Memories rushed back, swarming over me, overwhelming me with all the years living a lie. Not a lie to hurt or cheat, only a lie to live. I remembered the whole evening…well, all except the hour I was missing. I could probably piece together what happened during at least some of that hour, but I might never remember for real.

“Where were you honey? What happened?” Ted, solicitous and loving as always. He deserved an explanation.

“I remember. I was just getting ready to go to the podium. They were ready to introduce me. And it started.”

The blood. My period, starting at the most inconvenient moment, menstrual bleeding in a room where those who bled monthly were forbidden to enter…well, except to serve, I thought, remembering the flushed red face of the harassed waitress who spent most of her time dodging horny drunk doctors. I remembered bolting…I needed to hide, to take care of my secret shame, my dirty ritual, somewhere I would not be discovered. The woman’s room…the only room safe for those who bleed. I couldn’t…I couldn’t go in the woman’s room. I am not a woman, not here. I hesitated outside the door, feeling the blood fill my man’s underwear. If I didn’t do something, it would run down my leg. I would be discovered. I would be shamed.

Ted sobbed on the other end of the line. I couldn’t tell if they were sobs of relief or of fear. He gasped and gulped, and eventually was able to speak enough to ask. “Did anyone…see?”

“I think so”, I whispered. “A girl…found me there. A waitress. She came in as I was staring at this face in the mirror, trying to figure out who I was.”

“Will she…give you away?”

“I hope not.” That was the best I could say. I’m not sure the girl realized my secret. All she knew was that I was in the woman’s room.

“Watch out for her”, Ted advised. “Stay out of her way for the rest of the week.”

I promised him I would try. After a few more words, we said our usual goodnights and I climbed out of the tub. The water was cold and it was getting late. I needed to go to bed.

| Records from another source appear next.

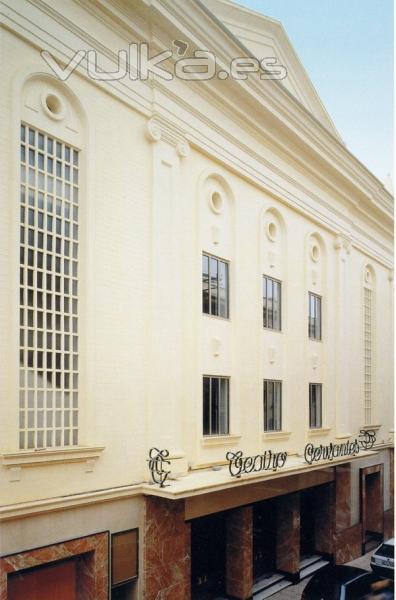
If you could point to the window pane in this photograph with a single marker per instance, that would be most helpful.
(43, 292)
(205, 284)
(278, 406)
(213, 287)
(215, 392)
(270, 304)
(318, 323)
(215, 405)
(223, 411)
(265, 317)
(277, 305)
(206, 406)
(223, 289)
(315, 405)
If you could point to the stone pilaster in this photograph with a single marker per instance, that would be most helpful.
(239, 568)
(167, 551)
(288, 534)
(343, 246)
(165, 332)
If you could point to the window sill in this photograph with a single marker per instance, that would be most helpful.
(276, 435)
(219, 440)
(319, 431)
(35, 458)
(217, 317)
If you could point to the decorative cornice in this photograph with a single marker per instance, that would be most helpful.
(220, 144)
(158, 129)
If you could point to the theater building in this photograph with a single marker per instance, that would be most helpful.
(196, 268)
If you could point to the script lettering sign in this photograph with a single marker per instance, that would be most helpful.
(156, 461)
(365, 441)
(268, 461)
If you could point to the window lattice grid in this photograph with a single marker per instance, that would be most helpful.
(49, 205)
(367, 354)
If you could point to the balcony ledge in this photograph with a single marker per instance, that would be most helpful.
(36, 458)
(276, 435)
(220, 440)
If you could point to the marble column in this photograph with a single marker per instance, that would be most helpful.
(325, 518)
(288, 534)
(167, 550)
(343, 496)
(342, 350)
(347, 537)
(239, 565)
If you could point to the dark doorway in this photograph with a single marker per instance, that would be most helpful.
(307, 523)
(55, 581)
(371, 506)
(264, 539)
(208, 557)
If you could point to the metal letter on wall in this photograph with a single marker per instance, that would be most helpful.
(156, 465)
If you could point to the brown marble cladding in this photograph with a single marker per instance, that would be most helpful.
(167, 550)
(389, 529)
(91, 553)
(391, 477)
(288, 534)
(239, 567)
(348, 544)
(372, 498)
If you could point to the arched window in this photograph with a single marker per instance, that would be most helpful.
(48, 269)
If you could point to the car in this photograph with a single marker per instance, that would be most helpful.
(383, 559)
(340, 582)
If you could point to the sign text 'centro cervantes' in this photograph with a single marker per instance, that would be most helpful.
(239, 465)
(272, 461)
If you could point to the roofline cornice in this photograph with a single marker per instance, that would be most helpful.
(367, 195)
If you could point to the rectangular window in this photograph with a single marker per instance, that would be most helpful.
(367, 310)
(314, 316)
(216, 405)
(271, 303)
(214, 286)
(48, 352)
(272, 405)
(315, 405)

The next day, everyone inquired after my health. I assured them I was fine, and stayed near the door in case I needed to go to the bathroom again. The young waitress was not there. A middle aged woman, efficient and distant, had taken her place. The attendees nursed their hangovers and ignored the waitress, not interested in this woman with a body starting to bulge slightly in the middle and hair starting to gray.

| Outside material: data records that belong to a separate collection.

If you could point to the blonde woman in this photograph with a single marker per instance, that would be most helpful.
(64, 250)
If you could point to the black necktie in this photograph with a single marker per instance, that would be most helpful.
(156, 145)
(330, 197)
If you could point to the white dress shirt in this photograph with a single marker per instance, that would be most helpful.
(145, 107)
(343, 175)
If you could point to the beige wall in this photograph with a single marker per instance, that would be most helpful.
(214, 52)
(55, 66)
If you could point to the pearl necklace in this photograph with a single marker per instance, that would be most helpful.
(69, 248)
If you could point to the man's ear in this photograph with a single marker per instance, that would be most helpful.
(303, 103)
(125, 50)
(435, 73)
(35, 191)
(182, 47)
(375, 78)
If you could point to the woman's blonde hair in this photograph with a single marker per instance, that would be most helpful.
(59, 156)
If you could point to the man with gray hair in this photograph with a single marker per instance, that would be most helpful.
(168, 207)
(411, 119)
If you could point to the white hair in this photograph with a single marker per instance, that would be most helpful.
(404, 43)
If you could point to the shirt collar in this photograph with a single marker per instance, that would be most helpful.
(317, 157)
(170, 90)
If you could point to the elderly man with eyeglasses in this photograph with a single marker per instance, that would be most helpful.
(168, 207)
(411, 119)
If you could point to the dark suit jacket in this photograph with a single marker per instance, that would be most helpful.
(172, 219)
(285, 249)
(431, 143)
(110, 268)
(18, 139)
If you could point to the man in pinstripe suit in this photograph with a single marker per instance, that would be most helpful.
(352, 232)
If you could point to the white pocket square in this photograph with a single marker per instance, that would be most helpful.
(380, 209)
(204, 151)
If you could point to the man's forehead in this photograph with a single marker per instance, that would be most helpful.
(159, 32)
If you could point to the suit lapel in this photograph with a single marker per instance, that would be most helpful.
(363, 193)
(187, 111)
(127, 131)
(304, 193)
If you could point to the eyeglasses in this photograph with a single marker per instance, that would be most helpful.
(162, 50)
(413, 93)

It wasn’t until the last day of the conference that I saw the young woman again. She moved through the tables with smooth efficiency, still dodging grabbing hands, still ignoring dirty jokes and obscene suggestions. She moved toward me holding a tray that balanced a single cup of coffee…black, the way I like it. She leaned toward me as she handed me the coffee, and slipped a piece of paper in my hand. I nodded and slipped a few bills into her hand, a suitable tip for the hard work she was doing. Many of the men had not bothered to tip her at all.

I waited until I was back in my room packing for my return journey to open the paper she handed me. Inside the folded sheet of paper was the picture of a young man, a man who looked familiar but not quite. I turned over the note and read what her note, written in a neat hand.

“I will be in your class next fall, Dr. Fisk. Look for me; I’ll be wearing a mustache just like yours.” She had drawn a picture of the mustache underneath the message. Below that, she penned “P.S. I’ll never tell.”